Le château de La Rochepot, forteresse néogothique datant du XIIe siècle, fut longtemps la propriété des Pot, une famille originaire du Limousin (propriétaire du château de la Prune-au-Pot notamment). Cette grande famille de serviteurs du pouvoir ducal – Régnier et Philippe Pot pour ne citer que les membres les plus célèbres – fit beaucoup parler d’elle à la fin du Moyen Âge. Qui dit famille puissante, dit château puissant. Le château-fort de La Rochepot fait partie des très imposantes forteresses de notre belle Bourgogne. 

Le château a connu de prestigieux propriétaires. En 1893, le château est racheté en ruine par Cécile Carnot, la femme du président Sadi Carnot. Elle l’offre à son fils ainé, Lazare-Hippolyte-Sadi Carnot, colonel d’infanterie, qui consacrera 26 ans de sa vie à reconstruire ce célèbre monument dans l’esprit du XVe siècle. 

Red flag !

En 2015, l’histoire du château de La Rochepot bascule. La famille Carnot vend le domaine à une société luxembourgeoise avec des investisseurs ukrainiens. À titre personnel, en tant que professionnel du patrimoine, c’est un « red flag » lorsque j’entends le mot « investissement » et plusieurs noms de pays dans la même phrase. Il en est de même avec les projets d’hôtel de luxe au milieu de nulle part. Ça ne veut pas dire que le projet ne se fera pas. Cela veut juste dire que ce n’est pas forcément la poule aux œufs d’or tant attendue qui débarque !

La preuve en est : après plusieurs années d’exploitation en dents de scie, l’habitant principal, un ukrainien recherché par Interpol, a fini derrière les barreaux. La justice a saisi la plupart de ses biens en France et a procédé à la vente aux enchères du mobilier du château. Grave erreur ! On ne sépare jamais un château de son mobilier, même si celui-ci n’a pas forcément d’intérêt historique au sens de l’administration (c’est-à-dire au moins 200 ou 300 ans de continuité dans le monument). Aujourd’hui, c’est le flou total.
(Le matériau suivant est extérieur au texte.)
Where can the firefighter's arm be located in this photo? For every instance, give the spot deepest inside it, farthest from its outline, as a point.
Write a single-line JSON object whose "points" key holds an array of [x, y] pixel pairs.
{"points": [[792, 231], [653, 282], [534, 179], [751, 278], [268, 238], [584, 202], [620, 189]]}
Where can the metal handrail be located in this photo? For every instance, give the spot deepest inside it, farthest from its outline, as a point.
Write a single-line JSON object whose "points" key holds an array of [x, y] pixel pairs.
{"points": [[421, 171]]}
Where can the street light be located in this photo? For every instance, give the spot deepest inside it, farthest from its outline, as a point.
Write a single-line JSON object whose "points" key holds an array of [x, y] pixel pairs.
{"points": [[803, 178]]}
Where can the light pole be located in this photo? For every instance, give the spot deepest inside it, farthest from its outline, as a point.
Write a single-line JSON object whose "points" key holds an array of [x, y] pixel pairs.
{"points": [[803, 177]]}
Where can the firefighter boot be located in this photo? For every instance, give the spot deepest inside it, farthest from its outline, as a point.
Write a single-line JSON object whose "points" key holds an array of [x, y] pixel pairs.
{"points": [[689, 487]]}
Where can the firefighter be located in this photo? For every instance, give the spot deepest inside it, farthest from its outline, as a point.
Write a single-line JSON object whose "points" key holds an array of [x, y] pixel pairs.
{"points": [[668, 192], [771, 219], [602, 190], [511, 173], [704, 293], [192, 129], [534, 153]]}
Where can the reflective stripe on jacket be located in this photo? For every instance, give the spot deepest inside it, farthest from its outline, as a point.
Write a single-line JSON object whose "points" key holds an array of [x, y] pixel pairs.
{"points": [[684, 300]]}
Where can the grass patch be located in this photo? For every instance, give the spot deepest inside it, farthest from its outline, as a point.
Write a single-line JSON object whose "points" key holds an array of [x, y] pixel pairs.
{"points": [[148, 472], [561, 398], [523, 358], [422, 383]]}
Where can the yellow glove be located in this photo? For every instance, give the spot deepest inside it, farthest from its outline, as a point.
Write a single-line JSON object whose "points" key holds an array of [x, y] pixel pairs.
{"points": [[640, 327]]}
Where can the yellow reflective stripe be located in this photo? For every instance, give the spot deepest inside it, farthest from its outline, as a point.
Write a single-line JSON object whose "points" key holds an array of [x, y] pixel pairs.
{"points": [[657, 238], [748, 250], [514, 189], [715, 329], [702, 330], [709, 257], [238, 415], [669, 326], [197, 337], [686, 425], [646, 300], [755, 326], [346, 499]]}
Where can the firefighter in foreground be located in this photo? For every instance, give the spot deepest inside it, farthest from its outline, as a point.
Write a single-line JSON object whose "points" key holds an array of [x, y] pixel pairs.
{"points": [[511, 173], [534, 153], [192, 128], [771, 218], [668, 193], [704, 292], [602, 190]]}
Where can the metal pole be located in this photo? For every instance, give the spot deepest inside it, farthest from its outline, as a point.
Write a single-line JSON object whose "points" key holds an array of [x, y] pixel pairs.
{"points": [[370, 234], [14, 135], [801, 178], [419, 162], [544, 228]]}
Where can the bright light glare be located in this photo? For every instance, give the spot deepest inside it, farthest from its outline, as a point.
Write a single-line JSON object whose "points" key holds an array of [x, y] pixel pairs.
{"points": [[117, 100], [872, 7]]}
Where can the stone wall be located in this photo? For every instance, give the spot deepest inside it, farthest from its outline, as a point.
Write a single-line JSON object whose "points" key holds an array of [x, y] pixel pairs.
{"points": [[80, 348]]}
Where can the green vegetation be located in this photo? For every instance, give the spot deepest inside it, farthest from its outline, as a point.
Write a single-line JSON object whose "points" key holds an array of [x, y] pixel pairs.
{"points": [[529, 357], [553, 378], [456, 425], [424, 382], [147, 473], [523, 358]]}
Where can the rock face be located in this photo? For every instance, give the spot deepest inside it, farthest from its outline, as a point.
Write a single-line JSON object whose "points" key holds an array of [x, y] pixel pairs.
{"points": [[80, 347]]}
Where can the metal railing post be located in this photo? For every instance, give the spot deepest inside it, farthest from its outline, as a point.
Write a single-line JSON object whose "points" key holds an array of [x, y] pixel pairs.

Malmené, pas entretenu, le château est quasi à l’abandon depuis huit ans. Aujourd’hui, que sait-on de son avenir ? Pas grand chose… Beaucoup de rumeurs, beaucoup d’appréhension (voire de ressentiments) de la part des habitants du village qui souffrent économiquement de sa fermeture, mais assez peu de pistes. Selon moi, voici trois hypothèses possibles :

👉 Hypothèse n°1 : le château est finalement vendu, aux enchères ou par un autre biais. Le risque de retomber sur un projet bancal, voire foireux, est grand. La justice passe rarement par des agents immobiliers comme moi pour trouver les propriétaires idéaux, et c’est bien dommage. Avec cette hypothèse, on peut s’inquiéter de voir le château changé en appartement. Là aussi, c’est un « red flag« . Un bâtiment comme celui-ci ne peut pas accueillir ce type de projets, la législation devrait d’ailleurs l’interdire.
👉 Hypothèse n°2 : le château est récupéré par l’État ou une institution culturelle, comme le Centre des monuments nationaux (CMN). Ce serait la solution idéale pour le château. Une gestion plutôt efficace du CMN pourrait relancer la machine touristique rapidement. Via le Mobilier national (une institution dépendant du ministère de la Culture), on peut imaginer que le château soit en partie remeublé. Imaginez, en plus, un beau projet de médiation sur les grands serviteurs à la cour ducale et une expérience historique autour de la vie de la famille Pot. Une aventure que j’adorerais découvrir… Le problème de fond est de savoir si l’État peut et doit s’occuper d’un château ? J’aurais tendance à dire oui pour le cas de La Rochepot, mais non pour d’autres. Le château de La Rochepot est un symbole, avec une attractivité forte, le risque est assez faible et la puissance publique a toutes les cartes en main pour exploiter ce monument et le faire revivre. 
👉 Hypothèse n°3 : une collectivité se lance dans la bataille et remporte le morceau. La Rochepot serait un projet structurant pour une Région, un Département ou une communauté de communes. Récupérer la gestion de ce domaine, c’est assurer un flux touristique important pour cette partie du territoire. Je connais beaucoup de départements qui seraient déjà sur les rangs dans d’autres régions. 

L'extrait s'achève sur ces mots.